Have you ever been about to ride a horse, jump in a kayak or play hockey and someone sticks a clipboard in front of you at the last minute, asking you to sign a waiver?
I have had the question many times - "Are these Waivers legit? Do they work?"
They can be if you are doing them right.
If there is a particular risk in your business that you want the client or customer to be responsible for AND NOT THE BUSINESS, you can shift this responsibility in a waiver.
One party - your customer - wants to participate in a risky activity (skiing, trampoline, zip line, etc.). and the other party - your business wants to protect itself from liabilities relating to this activity.
In exchange, the customer signs a waiver and release regarding liability claims in order to participate.
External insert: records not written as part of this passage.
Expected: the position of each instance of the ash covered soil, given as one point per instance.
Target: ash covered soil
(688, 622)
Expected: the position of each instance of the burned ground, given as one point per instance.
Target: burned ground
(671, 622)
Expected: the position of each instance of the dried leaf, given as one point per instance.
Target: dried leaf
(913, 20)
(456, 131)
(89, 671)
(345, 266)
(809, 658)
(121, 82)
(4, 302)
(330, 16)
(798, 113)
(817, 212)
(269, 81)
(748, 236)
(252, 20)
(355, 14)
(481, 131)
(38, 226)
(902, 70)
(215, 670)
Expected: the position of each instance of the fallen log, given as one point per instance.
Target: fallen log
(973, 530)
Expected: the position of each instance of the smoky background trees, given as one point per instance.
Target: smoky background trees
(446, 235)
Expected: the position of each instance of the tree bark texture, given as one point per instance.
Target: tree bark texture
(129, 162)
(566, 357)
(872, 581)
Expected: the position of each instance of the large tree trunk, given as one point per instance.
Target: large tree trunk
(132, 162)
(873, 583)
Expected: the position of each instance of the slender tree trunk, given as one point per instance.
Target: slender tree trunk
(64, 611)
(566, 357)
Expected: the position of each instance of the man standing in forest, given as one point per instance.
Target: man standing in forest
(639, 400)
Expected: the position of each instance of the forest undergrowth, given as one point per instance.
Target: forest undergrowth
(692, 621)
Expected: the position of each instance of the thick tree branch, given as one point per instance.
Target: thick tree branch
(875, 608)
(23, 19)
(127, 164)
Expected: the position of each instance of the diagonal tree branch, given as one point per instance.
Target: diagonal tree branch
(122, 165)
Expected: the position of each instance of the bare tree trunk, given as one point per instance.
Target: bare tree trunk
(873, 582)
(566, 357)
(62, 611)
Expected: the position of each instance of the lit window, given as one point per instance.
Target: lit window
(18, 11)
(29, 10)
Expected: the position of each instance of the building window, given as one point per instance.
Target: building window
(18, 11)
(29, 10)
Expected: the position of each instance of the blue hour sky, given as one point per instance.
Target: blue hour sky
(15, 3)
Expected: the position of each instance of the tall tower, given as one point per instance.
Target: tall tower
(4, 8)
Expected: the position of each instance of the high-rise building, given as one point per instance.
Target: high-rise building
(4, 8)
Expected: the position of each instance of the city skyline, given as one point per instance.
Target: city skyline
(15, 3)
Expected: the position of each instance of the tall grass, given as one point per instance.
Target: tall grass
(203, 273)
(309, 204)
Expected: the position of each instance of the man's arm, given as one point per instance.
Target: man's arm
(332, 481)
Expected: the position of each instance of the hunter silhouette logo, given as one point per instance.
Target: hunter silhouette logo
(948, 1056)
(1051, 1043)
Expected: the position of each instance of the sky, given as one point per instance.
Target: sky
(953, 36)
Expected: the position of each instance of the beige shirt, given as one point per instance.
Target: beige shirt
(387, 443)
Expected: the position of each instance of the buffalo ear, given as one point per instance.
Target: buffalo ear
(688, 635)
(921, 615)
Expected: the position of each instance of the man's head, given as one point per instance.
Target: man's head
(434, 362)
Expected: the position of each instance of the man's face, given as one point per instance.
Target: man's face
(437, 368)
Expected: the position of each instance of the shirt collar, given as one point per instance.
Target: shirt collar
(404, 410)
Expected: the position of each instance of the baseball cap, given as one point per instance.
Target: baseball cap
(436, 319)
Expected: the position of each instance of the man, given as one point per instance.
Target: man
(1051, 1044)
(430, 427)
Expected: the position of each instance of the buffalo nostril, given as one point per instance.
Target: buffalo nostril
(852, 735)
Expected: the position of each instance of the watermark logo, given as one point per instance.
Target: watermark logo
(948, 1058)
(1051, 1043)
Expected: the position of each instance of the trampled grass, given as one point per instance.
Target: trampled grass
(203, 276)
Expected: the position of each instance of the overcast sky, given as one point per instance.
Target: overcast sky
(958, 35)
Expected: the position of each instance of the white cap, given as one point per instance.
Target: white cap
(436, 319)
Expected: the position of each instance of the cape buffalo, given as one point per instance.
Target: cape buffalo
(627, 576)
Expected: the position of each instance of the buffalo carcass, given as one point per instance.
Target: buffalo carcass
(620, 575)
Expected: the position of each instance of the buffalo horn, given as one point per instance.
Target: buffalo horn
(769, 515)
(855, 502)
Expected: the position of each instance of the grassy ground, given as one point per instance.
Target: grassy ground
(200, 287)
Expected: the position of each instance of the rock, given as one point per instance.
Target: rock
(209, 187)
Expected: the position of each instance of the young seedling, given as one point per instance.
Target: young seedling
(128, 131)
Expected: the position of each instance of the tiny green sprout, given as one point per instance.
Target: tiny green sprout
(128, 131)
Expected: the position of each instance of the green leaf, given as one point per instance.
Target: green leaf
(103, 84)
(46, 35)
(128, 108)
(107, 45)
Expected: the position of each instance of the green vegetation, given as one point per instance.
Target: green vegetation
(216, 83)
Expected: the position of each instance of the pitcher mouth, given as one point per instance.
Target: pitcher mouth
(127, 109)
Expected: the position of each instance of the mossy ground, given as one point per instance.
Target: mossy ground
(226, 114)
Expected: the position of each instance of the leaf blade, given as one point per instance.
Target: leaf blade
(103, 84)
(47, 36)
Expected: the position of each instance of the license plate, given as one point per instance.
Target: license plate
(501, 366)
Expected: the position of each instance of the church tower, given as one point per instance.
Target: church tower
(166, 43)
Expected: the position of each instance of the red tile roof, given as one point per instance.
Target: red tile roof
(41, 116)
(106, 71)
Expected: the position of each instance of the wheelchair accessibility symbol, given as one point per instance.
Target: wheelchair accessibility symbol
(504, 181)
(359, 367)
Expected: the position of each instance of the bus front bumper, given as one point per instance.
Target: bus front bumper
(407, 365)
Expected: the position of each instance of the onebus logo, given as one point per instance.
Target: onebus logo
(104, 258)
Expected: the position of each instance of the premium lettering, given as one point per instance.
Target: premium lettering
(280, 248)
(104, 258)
If they do not wish to sign, they can not participate.
This could be in a volunteer or business activity - it may be the main activity of your business (ski hill, trampoline park, kayak tours, yoga class) or it could be a special event or fundraiser (pie eating contest, 5 km run etc.)
The waiver needs to be an enforceable contract so that the customer will be held to the promises that they make in the waiver.
In order for the waiver to be ENFORCEABLE, there are three key things you have to follow:
Identify risky activities in your business - either regular or special events, that may require a waiver.
Have a process for the participant to review and sign the waiver so that you meet the requirements to have it legally enforceable.
Use other methods as well as the waiver - contracts, signs, tickets - to remind of the risks and that the business is not responsible for injuries.
Store and file signed waivers in a safe place so that you could retrieve them if necessary.